In a move that evokes memories of the late 1990s, shareholders of Marsh & McLennan Cos. approved a management plan that will offer them new options for old.
The world’s largest insurance broker and its Putnam Investments subsidiary have been under the shadow of investigations by New York Attorney General Eliot Spitzer. Since last October — when Spitzer accused Marsh & McLennan and its Marsh Inc. insurance broking subsidiary of rigging bids in the insurance market, and favoring insurers at the expense of clients — Marsh & McLennan’s share price has fallen by one-third.
In an amended filing to its proxy, Marsh asked shareholders to approve a plan to exchange employees’ deeply underwater stock options for a lesser number of new options at the current market price. “This would help us to retain key staff, motivate and reward employees for their contributions to our future success,” stated the company, “and reduce a substantial amount of stock option overhang.”
Marsh added that the proposal was designed to meet guidelines of shareholder-advisory firms and institutional shareholders. For example, net shares returned from the option exchange will be retired, reducing the overall number of shares subject to options.
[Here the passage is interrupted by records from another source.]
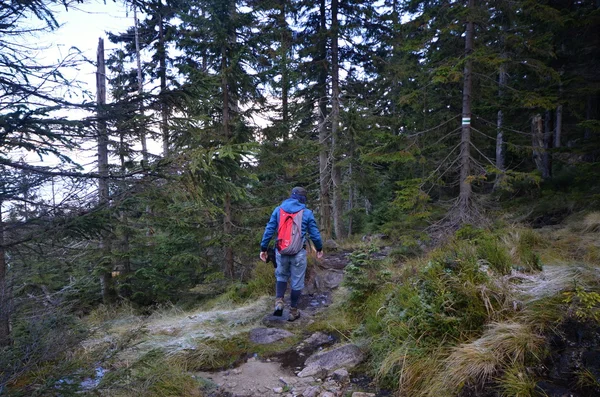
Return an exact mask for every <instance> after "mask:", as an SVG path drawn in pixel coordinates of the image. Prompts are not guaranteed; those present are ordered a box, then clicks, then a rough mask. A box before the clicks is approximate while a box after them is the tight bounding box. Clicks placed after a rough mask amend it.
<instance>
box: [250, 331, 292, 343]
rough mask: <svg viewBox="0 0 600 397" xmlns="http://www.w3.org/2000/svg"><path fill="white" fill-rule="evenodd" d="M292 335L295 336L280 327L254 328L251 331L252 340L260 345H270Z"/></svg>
mask: <svg viewBox="0 0 600 397" xmlns="http://www.w3.org/2000/svg"><path fill="white" fill-rule="evenodd" d="M290 336H294V334H292V333H291V332H290V331H286V330H285V329H280V328H254V329H253V330H251V331H250V340H251V341H252V342H253V343H257V344H259V345H268V344H269V343H273V342H277V341H278V340H281V339H285V338H289V337H290Z"/></svg>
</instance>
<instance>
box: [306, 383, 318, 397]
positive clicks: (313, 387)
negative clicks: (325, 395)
mask: <svg viewBox="0 0 600 397" xmlns="http://www.w3.org/2000/svg"><path fill="white" fill-rule="evenodd" d="M320 392H321V388H320V387H319V386H309V387H307V388H306V389H305V390H304V391H303V392H302V396H303V397H317V396H318V395H319V393H320Z"/></svg>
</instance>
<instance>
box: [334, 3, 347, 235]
mask: <svg viewBox="0 0 600 397" xmlns="http://www.w3.org/2000/svg"><path fill="white" fill-rule="evenodd" d="M339 28H340V27H339V22H338V0H332V1H331V154H332V161H333V164H332V167H331V182H332V184H333V211H332V212H333V229H334V232H335V238H336V239H338V240H341V239H343V238H344V222H343V219H342V217H343V214H344V201H343V199H342V166H341V164H340V163H341V153H342V142H341V141H342V139H341V133H340V66H339V59H338V58H339V51H338V36H339Z"/></svg>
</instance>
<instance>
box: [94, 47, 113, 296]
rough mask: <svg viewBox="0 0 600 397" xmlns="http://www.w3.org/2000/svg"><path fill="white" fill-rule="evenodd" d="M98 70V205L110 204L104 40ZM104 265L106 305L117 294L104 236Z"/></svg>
mask: <svg viewBox="0 0 600 397" xmlns="http://www.w3.org/2000/svg"><path fill="white" fill-rule="evenodd" d="M97 61H98V66H97V68H98V70H97V72H96V104H97V113H98V174H99V175H100V178H99V179H98V205H99V206H106V205H108V203H109V194H110V193H109V188H108V130H107V127H106V119H105V117H106V110H105V106H106V66H105V64H104V40H103V39H99V40H98V52H97ZM100 251H101V252H102V263H101V264H100V266H101V271H100V287H101V291H102V300H103V301H104V303H105V304H110V303H112V302H114V298H115V292H114V285H113V280H112V263H111V262H110V251H111V241H110V237H109V236H108V235H106V234H104V235H103V236H102V237H101V241H100Z"/></svg>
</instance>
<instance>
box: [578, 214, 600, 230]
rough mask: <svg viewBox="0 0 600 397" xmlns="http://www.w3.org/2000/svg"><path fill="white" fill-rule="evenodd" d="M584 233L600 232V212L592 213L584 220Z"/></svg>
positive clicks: (582, 229) (584, 219) (586, 217)
mask: <svg viewBox="0 0 600 397" xmlns="http://www.w3.org/2000/svg"><path fill="white" fill-rule="evenodd" d="M582 226H583V229H582V231H583V232H584V233H597V232H600V212H590V213H589V214H587V215H586V216H585V218H583V222H582Z"/></svg>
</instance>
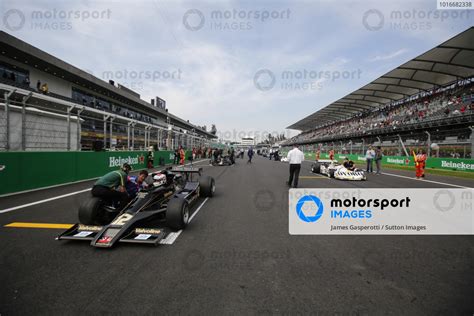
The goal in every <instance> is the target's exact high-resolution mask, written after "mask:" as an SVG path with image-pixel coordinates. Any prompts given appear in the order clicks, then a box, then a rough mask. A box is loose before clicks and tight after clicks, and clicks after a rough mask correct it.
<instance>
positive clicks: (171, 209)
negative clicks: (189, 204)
mask: <svg viewBox="0 0 474 316" xmlns="http://www.w3.org/2000/svg"><path fill="white" fill-rule="evenodd" d="M188 222H189V206H188V202H186V200H185V199H183V198H180V197H177V196H174V197H172V198H171V200H169V202H168V205H167V206H166V224H167V226H168V227H170V228H171V229H174V230H180V229H184V228H185V227H186V226H187V225H188Z"/></svg>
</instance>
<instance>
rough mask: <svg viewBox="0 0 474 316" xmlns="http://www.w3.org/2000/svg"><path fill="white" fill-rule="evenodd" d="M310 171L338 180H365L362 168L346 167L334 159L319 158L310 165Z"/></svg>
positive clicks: (362, 180)
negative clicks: (347, 168) (312, 164)
mask: <svg viewBox="0 0 474 316" xmlns="http://www.w3.org/2000/svg"><path fill="white" fill-rule="evenodd" d="M311 172H313V173H319V174H323V175H326V176H328V177H329V178H335V179H339V180H351V181H364V180H367V177H366V175H365V172H364V170H362V169H358V168H354V169H352V170H350V169H347V168H346V167H344V166H343V165H341V164H340V163H338V162H337V161H336V160H329V159H321V160H317V161H316V162H315V163H313V165H312V166H311Z"/></svg>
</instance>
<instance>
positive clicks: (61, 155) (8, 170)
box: [0, 151, 191, 196]
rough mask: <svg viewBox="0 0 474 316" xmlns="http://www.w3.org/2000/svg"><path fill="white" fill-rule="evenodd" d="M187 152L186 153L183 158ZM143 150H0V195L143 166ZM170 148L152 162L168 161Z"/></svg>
mask: <svg viewBox="0 0 474 316" xmlns="http://www.w3.org/2000/svg"><path fill="white" fill-rule="evenodd" d="M190 155H191V152H186V157H187V159H188V158H189V156H190ZM146 157H147V152H146V151H111V152H105V151H104V152H72V151H70V152H0V170H1V169H2V167H1V166H2V165H3V166H5V168H4V169H3V170H1V171H0V196H1V195H4V194H10V193H15V192H22V191H27V190H33V189H39V188H45V187H50V186H55V185H61V184H67V183H71V182H77V181H81V180H87V179H94V178H98V177H100V176H102V175H104V174H106V173H107V172H109V171H112V170H117V169H118V168H119V167H120V166H121V165H122V164H123V163H125V162H127V163H129V164H130V165H131V166H132V167H133V169H134V170H139V169H144V168H146V163H147V158H146ZM173 159H174V152H173V151H155V152H154V165H155V167H158V166H159V165H160V162H161V163H163V164H171V163H172V162H173Z"/></svg>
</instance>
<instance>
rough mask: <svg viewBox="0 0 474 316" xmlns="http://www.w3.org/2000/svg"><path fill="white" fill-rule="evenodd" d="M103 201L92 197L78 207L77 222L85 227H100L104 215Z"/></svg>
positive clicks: (97, 197) (94, 196)
mask: <svg viewBox="0 0 474 316" xmlns="http://www.w3.org/2000/svg"><path fill="white" fill-rule="evenodd" d="M103 206H104V201H103V200H102V199H100V198H98V197H95V196H92V197H90V198H88V199H86V200H84V201H83V202H82V203H81V205H80V206H79V222H80V223H81V224H85V225H100V224H101V222H102V220H101V218H102V217H103V213H104V209H103Z"/></svg>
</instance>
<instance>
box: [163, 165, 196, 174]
mask: <svg viewBox="0 0 474 316" xmlns="http://www.w3.org/2000/svg"><path fill="white" fill-rule="evenodd" d="M166 170H168V171H171V172H175V173H199V174H201V173H202V168H195V167H184V166H182V167H180V166H176V167H169V168H168V169H166Z"/></svg>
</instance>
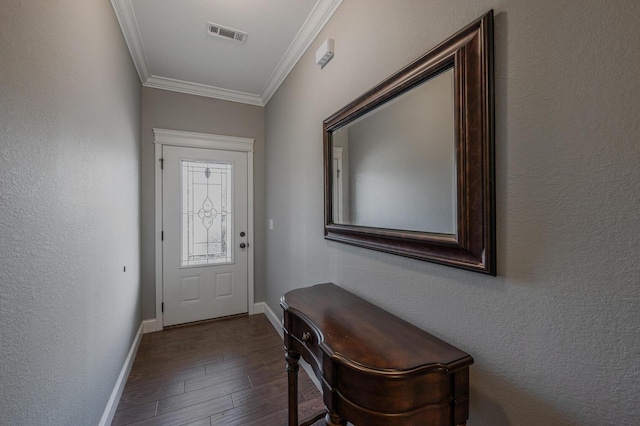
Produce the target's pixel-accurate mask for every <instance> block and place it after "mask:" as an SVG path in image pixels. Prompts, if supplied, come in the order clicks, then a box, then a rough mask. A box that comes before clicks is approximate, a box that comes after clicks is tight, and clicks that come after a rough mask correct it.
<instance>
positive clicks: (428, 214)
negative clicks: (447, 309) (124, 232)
mask: <svg viewBox="0 0 640 426" xmlns="http://www.w3.org/2000/svg"><path fill="white" fill-rule="evenodd" d="M493 114H494V106H493V11H490V12H489V13H487V14H486V15H484V16H482V17H481V18H479V19H478V20H476V21H475V22H473V23H471V24H470V25H468V26H467V27H465V28H463V29H462V30H460V31H459V32H457V33H456V34H454V35H453V36H451V37H450V38H448V39H447V40H445V41H444V42H443V43H441V44H439V45H438V46H436V47H435V48H433V49H432V50H430V51H429V52H427V53H426V54H424V55H423V56H421V57H420V58H418V59H417V60H415V61H414V62H412V63H411V64H409V65H407V66H406V67H404V68H403V69H401V70H400V71H398V72H397V73H395V74H394V75H392V76H391V77H389V78H388V79H386V80H385V81H383V82H382V83H380V84H378V85H377V86H376V87H374V88H373V89H371V90H370V91H368V92H367V93H365V94H364V95H362V96H361V97H359V98H358V99H356V100H355V101H353V102H351V103H350V104H348V105H346V106H345V107H344V108H342V109H341V110H339V111H338V112H336V113H335V114H333V115H332V116H331V117H329V118H327V119H326V120H325V121H324V123H323V129H324V174H325V176H324V186H325V191H324V192H325V194H324V195H325V238H326V239H329V240H333V241H339V242H343V243H348V244H353V245H357V246H361V247H366V248H370V249H374V250H379V251H384V252H388V253H393V254H398V255H402V256H407V257H412V258H416V259H421V260H426V261H431V262H436V263H441V264H445V265H450V266H455V267H459V268H464V269H469V270H473V271H478V272H483V273H487V274H492V275H495V273H496V272H495V271H496V270H495V197H494V192H495V190H494V187H495V182H494V165H493V162H494V152H493V151H494V143H493V137H494V123H493V122H494V119H493Z"/></svg>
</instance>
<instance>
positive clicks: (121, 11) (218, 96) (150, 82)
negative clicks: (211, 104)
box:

The company’s most senior officers will not be eligible to participate in the exchange offer.
In addition, only outstanding stock options that underwater by 25 percent or more will be eligible for the offer. About three-quarters of the outstanding options meet that criterion, reported the Associated Press.
Marsh stated that the one-time, voluntary exchange would affect up to 5,000 of its 60,000 workers, added the wire service.